In Brene’ Brown’s model of “B.R.A.V.I.N.G” - the first three things - boundaries, reliability, and accountability are fairly obvious and oft talked about concepts.  But  V is for “VAULT” really caught my attention.

The skill set she puts in this category goes like this:  “Learning how to keep confidences, to recognize what’s ours to share and what’s not.  The challenge is to stop using gossip, common enemy intimacy, and oversharing as a way to hotwire connection.” (p. 150 Braving the Wilderness)

These concepts are all ways Brene says we use fake connections to imitate true belonging.  When we gossip it feels all connected...until we imagine others gossiping about us.  Oversharing feels like intimacy until we realize that we shared with someone who was not safe and the sharing backfires.  Common enemy intimacy is when we experience a connective zing based on connecting with others based on who and what we are against.  This intimacy is particularly pernicious because it often joins us to people we with whom we share no common core values.  

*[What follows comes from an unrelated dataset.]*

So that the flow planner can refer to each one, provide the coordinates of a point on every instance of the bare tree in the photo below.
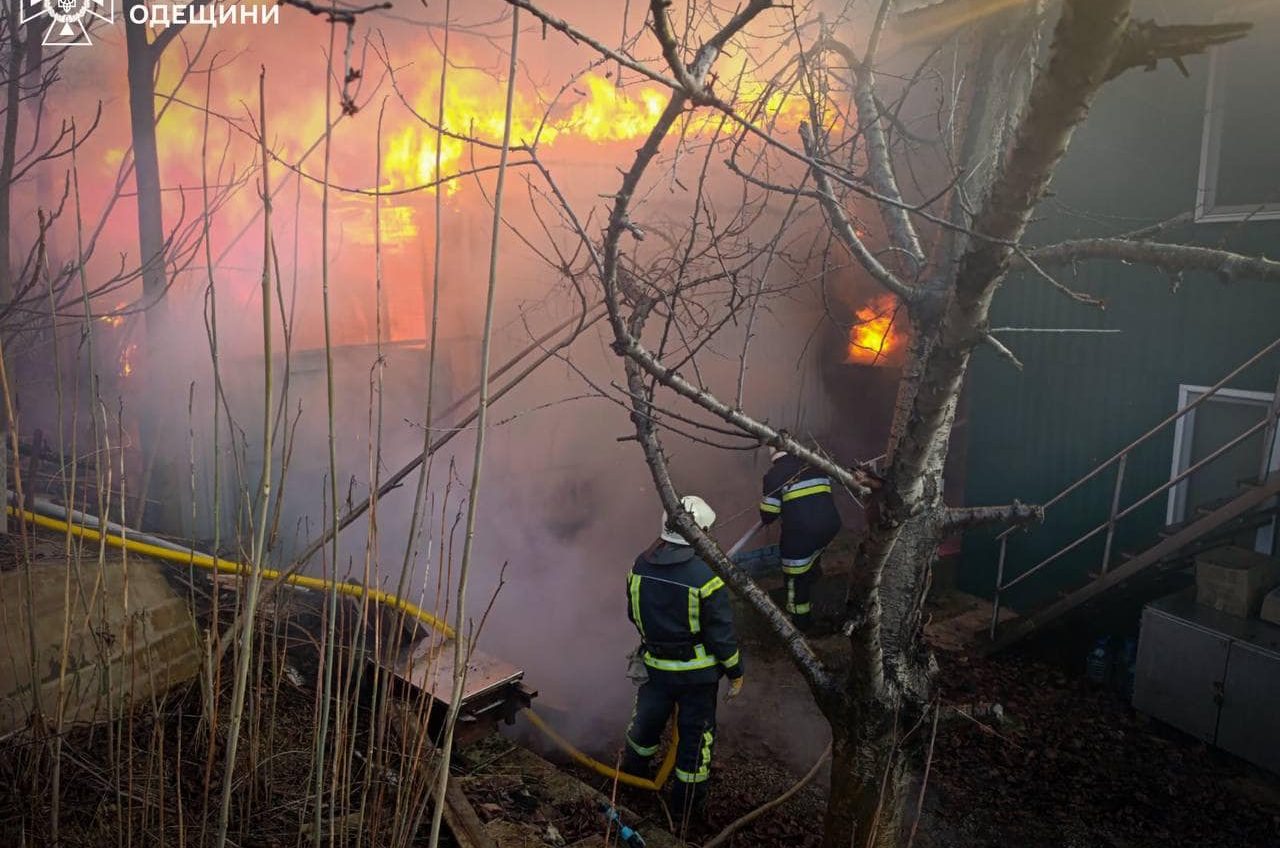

This is why my Republican friends are rightfully upset because their Democrat friends are now labelling them a rascist because they voted for President Trump in the election.  My Democrat friends are devastated that their Republican friends say, “Hey, there is no way I could vote for crooked Hillary.”    The name calling and the connection each political party feels when they gather together and bash the other is an example of common enemy bonding.  Each is making assumptions that the other side believes are false.  But here’s the real problem.  We are making enemies out of people who are not enemies.  This is a problem.  

Folks, beware this kind of bonding.  It’s indecent.